Top-down is great when you know the shape of the whole. You write the "table of contents" first, then fill in chapters. A practical version of this: write the function body as a list of comments describing the steps, then turn each comment into a function call.

def checkout(cart, user):
    # 1. make sure everything is still in stock
    # 2. calculate the total with tax and shipping
    # 3. charge the card
    # 4. create the order record
    # 5. send a confirmation email

Each comment is a sub-problem. Now you have five small, named things to build instead of one terrifying checkout.


6. The reassembly matters too

Cutting is only half the job. The pieces have to fit back together — this is recomposition. If your pieces don't reassemble cleanly, you decomposed badly.

The most common junior mistake: pieces that need to know too much about each other. If make_thumbnail needs to know which S3 bucket you're using, you cut in the wrong place — image processing has nothing to do with storage. A clean cut means each piece has a small, simple connection to the others (you'll learn the words for this — coupling and cohesion — at the next level).
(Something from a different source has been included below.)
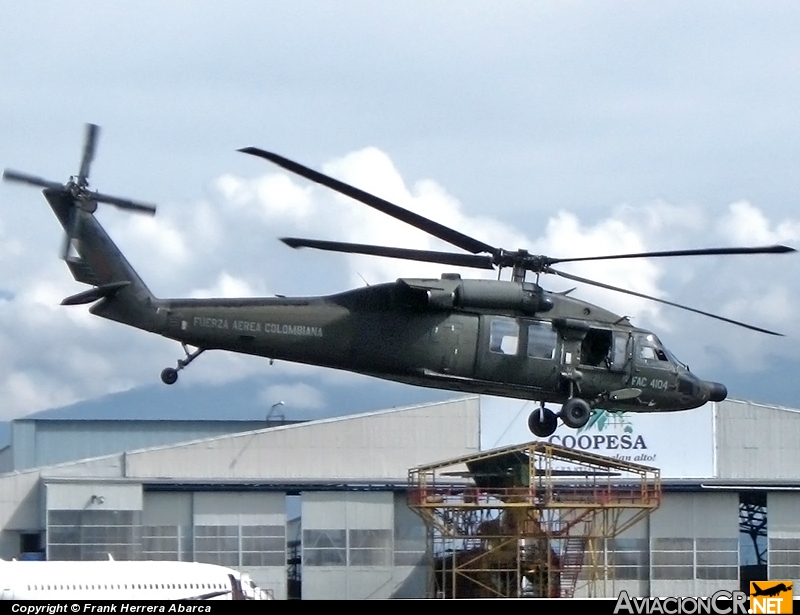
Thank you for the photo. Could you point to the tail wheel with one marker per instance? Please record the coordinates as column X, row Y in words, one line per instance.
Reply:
column 575, row 412
column 542, row 422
A quick test: describe what one piece needs from another in one short sentence. "make_thumbnail takes a file and gives back a smaller file." Short and clean. If the sentence gets long and full of "and also" — "it takes a file, and the bucket name, and the user ID, and whether we're in test mode" — the cut is wrong.
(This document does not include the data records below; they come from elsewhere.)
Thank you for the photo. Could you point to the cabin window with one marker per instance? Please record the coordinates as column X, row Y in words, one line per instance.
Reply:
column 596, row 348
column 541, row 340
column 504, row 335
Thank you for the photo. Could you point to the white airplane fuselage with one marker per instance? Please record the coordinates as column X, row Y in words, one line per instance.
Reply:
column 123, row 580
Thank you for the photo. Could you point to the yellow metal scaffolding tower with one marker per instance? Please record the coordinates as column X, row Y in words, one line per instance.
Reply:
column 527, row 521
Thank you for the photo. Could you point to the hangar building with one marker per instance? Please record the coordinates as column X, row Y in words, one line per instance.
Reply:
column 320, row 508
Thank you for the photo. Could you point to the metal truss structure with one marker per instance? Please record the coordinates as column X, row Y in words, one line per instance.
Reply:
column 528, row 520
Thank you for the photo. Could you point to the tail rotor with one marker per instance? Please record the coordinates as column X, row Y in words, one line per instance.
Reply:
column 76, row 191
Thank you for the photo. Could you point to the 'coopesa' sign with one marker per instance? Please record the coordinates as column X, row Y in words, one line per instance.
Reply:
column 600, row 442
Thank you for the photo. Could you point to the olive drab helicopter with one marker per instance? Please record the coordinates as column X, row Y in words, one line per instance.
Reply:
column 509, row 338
7. Decomposition is also how you debug

Here's a payoff you'll feel immediately. When something breaks across those four steps and you don't know where, you don't read all the code top to bottom. You cut the problem in half:

"The avatar isn't showing. Is the bad data already in the database, or is it the rendering?"

Check the database. If the URL is wrong there, the bug is upstream — in validate/resize/store. If the URL is right, the bug is downstream — in rendering. One check eliminated half the code. Then you halve again. This is binary search on the problem space, and it's only possible because you decomposed the system into stages you can inspect between. A tangled 50-line function gives you nowhere to look.


8. Checklist for junior-level decomposition

  • Can I list the parts as a set of verb phrases before I write any code?
  • Does each part fit in my head — can I explain it in one sentence?
  • Does each part become a clearly named function?
  • Can each function be tested on its own?
  • Is the connection between two parts describable in one short sentence?
  • Does my top-level function read like the list of steps?

9. What's next

You now know that you should decompose and the basic mechanics (problem → parts → functions). The next levels sharpen the question that really matters: where exactly do you cut, and how do you know a cut is good?